The Kline–Miller Multiemployer Pension Reform Act of 2014 (Division O of ) is a federal law that was enacted in the United States on December 16, 2014, with the goal of allowing certain American pension plans that have insufficient funds, and thus are at risk of insolvency, to reduce the benefits they owe to participants. The bill was co-sponsored by U.S. Representatives John Kline (R-Minnesota) and George Miller (D-California).

==Overview==
According to the Pension Benefit Guaranty Corporation (PBGC), "In Kline–Miller, Congress established a new process for multiemployer pension plans to propose a temporary or permanent reduction of pension benefits if the plan is projected to run out of money."

According to the U.S. Treasury Department, "Kline–Miller requires the Treasury Department, in consultation with the Pension Benefit Guaranty Corporation (PBGC) and the Department of Labor, to review a multiemployer pension plan’s application to reduce benefits and determine whether it meets the requirements set by Congress."

Kline–Miller applies to multiemployer pension plans, which are set up through collective bargaining agreements involving labor unions and more than one unrelated employer, typically in a single industry. Under Kline–Miller, a multiemployer plan whose trustees determine that the plan is in "critical and declining status", which means that it is projected to run out of money in less than 15 years (20 years in some circumstances), may seek to reduce benefits to try to keep the plan solvent.

Within limits prescribed by Kline–Miller, the trustees—who include representatives of workers and management but rarely retiree representatives—design the benefit reduction proposal. The reductions may be permanent or temporary. The size of the reductions and how the reductions are spread among participants, is subject to the trustees' discretion within the law's limits. The benefits of retirees who are older than 80 on the reduction date and those receiving disability pensions may not be reduced. Retirees between the ages of 75 and 79 are subject to smaller reductions than younger retirees. Trustees are required to reduce the benefits of participants who worked for employers that went out of business or withdrew from the plan for other reasons before they reduce other participants' benefits. No participant's benefit may be reduced below 110% of the amount that PBGC guarantees.

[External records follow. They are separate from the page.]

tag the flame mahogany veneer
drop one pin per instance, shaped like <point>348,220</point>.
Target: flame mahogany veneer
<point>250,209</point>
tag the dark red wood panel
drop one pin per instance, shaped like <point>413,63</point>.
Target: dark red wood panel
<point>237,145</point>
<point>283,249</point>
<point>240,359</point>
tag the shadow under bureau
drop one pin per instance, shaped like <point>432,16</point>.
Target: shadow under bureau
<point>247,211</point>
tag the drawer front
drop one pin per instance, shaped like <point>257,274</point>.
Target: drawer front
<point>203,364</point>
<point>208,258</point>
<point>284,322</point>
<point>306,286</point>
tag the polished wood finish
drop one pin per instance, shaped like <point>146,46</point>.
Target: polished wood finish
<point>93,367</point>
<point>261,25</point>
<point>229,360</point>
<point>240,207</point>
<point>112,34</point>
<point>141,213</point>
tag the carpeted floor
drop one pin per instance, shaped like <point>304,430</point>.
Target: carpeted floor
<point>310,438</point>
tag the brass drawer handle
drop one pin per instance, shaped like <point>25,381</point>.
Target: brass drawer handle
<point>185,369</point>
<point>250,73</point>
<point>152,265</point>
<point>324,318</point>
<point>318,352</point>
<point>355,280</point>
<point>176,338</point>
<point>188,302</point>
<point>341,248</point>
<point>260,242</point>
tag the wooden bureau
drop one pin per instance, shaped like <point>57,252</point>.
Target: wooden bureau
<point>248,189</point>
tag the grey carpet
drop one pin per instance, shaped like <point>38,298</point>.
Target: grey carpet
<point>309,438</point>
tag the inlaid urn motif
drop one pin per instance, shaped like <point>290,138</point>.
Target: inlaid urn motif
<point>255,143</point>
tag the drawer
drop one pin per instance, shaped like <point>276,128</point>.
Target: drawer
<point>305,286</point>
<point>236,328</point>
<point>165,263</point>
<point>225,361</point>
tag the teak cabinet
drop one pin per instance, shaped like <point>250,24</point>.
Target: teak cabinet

Trustees may choose to reduce retirees' benefits more than workers' benefits, they may choose not to reduce survivors' benefits, or they may reduce all eligible participants' benefits equally.

Before the trustees may cut any participant's benefit, the trustees must notify all participants about the benefit reduction proposal, including a benefit estimate that shows the participant's reduced benefit. The trustees must apply to the Treasury Department for approval of the reduction proposal, and they must demonstrate that the proposed reductions are sufficient to prevent future insolvency. Participants, including workers and retirees, vote on whether to accept the proposed reductions and a majority vote against the proposal would block it (although the Treasury Department, the Labor Department, and the PBGC can override their vote if they project that without the proposed reductions, PBGC will suffer future losses of $1 billion or more). If the Treasury Department and the participants approve the benefit reduction proposal, it takes effect. Retirees, survivors, and workers are not permitted to sue about their reduced benefits.

==Pension plans subject to Kline–Miller==
As of February 2016, the trustees of more than 60 multiemployer pension plans covering a total of more than 900,000 participants had notified the Labor Department that the plans were in "critical and declining status". The largest was the Central States, Southeast and Southwest Areas Pension Fund of the International Brotherhood of Teamsters (the "Central States Pension Fund"), which had more than 400,000 participants and was projected to become insolvent in 2025.